Ultimately the whole comics crusade was just one more effort by frightened and concerned parents to find something, anything to blame for their kids instead of themselves and the changing culture. It was easier to blame movies, television, rock music, and comic books. Disengaged parents, loosening cultural values, an inability to answer and deal with children's questions, increasing leftist influence in education, and a trend toward rejecting tradition and past ethical absolutes were unacceptable blame. Better to find an easy to identify bad guy.
And ultimately, the whole thing fell apart. Few really thought comics were corrupting children, because even the most gory ones never actually showed
gore, only hinted, threatened, and suggested it. Even a particularly shocking (and effective) tale of Dr Frankenstein building a woman from body parts he harvested from victims he killed had all the killing and dismembering, then rebuilding, happen off panel, undepicted in the comics.
But the result was comics became incredibly bland, choked off, and uncreative to the point of absurdity. Those wanton temptresses Betty and Veronica from Archie comics were put in baggier outfits. Images that remotely suggested anything adult were excised, cleavages were covered up, and so on.
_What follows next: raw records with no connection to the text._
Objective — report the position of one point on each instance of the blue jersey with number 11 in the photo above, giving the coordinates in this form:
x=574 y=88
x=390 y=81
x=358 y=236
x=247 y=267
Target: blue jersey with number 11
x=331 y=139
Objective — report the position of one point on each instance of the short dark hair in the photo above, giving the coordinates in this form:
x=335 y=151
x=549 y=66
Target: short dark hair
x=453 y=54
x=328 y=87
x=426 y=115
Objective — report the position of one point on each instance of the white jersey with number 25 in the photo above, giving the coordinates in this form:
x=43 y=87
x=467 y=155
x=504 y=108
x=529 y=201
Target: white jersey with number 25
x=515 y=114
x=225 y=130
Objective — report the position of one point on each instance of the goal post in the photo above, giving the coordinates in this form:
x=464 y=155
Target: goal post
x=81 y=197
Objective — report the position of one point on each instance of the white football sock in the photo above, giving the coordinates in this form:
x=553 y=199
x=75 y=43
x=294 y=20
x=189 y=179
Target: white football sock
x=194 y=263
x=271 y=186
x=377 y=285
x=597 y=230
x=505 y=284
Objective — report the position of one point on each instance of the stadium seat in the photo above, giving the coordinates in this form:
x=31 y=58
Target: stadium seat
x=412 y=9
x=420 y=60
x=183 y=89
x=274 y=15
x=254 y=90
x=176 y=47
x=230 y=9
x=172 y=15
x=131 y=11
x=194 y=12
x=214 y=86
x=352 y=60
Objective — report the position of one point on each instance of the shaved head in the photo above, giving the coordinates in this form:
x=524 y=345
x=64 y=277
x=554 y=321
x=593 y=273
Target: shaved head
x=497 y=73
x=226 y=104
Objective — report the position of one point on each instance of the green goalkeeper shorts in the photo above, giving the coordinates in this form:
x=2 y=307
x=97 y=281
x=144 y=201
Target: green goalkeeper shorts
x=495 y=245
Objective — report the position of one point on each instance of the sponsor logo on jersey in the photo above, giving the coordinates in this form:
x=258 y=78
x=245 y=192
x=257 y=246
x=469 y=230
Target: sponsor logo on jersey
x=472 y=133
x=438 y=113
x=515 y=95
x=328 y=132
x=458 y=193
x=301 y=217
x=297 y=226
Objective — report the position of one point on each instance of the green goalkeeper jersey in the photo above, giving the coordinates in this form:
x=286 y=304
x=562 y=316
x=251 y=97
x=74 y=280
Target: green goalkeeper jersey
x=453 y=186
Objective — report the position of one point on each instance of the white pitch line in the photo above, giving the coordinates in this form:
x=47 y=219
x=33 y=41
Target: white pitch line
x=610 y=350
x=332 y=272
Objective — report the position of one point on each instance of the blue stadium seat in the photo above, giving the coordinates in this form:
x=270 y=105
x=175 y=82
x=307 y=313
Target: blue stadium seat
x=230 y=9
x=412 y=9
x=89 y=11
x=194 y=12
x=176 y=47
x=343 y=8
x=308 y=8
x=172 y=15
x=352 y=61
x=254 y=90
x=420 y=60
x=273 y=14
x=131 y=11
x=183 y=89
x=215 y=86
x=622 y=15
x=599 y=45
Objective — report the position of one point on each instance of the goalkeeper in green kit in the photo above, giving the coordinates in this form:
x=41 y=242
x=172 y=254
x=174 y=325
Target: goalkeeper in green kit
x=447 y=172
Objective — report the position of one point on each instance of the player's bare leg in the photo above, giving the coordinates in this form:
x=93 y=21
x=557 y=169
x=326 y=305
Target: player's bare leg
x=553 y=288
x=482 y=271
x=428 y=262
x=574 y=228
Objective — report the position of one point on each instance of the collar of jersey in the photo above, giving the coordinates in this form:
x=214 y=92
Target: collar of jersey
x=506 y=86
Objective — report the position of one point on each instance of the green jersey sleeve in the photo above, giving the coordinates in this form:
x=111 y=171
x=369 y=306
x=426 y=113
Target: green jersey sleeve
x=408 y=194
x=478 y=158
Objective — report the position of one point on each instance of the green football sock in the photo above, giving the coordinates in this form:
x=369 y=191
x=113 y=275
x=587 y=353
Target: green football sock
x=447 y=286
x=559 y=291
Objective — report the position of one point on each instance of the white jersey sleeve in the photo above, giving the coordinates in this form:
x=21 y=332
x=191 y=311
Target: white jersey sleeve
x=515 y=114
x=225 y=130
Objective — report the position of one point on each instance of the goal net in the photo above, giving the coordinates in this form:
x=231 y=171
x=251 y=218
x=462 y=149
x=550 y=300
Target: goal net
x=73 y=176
Of course, these days comics have gone berserk the opposite direction, as the pendulum swings. Now sexual content, horrific gore, nudity, drug use, foul language, and all sorts of perversity are shown in comics. Homosexual main characters are trumpeted as some sort of great leap forward in progress, alleged heroes mangle and murder their enemies, and even Batman shrugs when his son decapitates a villain and brings the head home to show off to daddy.
Is this having a negative effect on teenagers and kids? I doubt its having any effect at all - comics are more focused on late teens up to readers in their thirties. They've pretty well abandoned the kids market and are losing readers pretty steadily to other media and entertainment options.
While comic book movies are making huge money, that's not translating into greater sales for comics overall. People seem content to just watch a film rather than lay out 4-5 bucks for a comic once a month.
But the general belief that the Comic Book Crusade was some kind of right wing fanaticism, possibly tied in to the red scare which happened not long before, is without merit.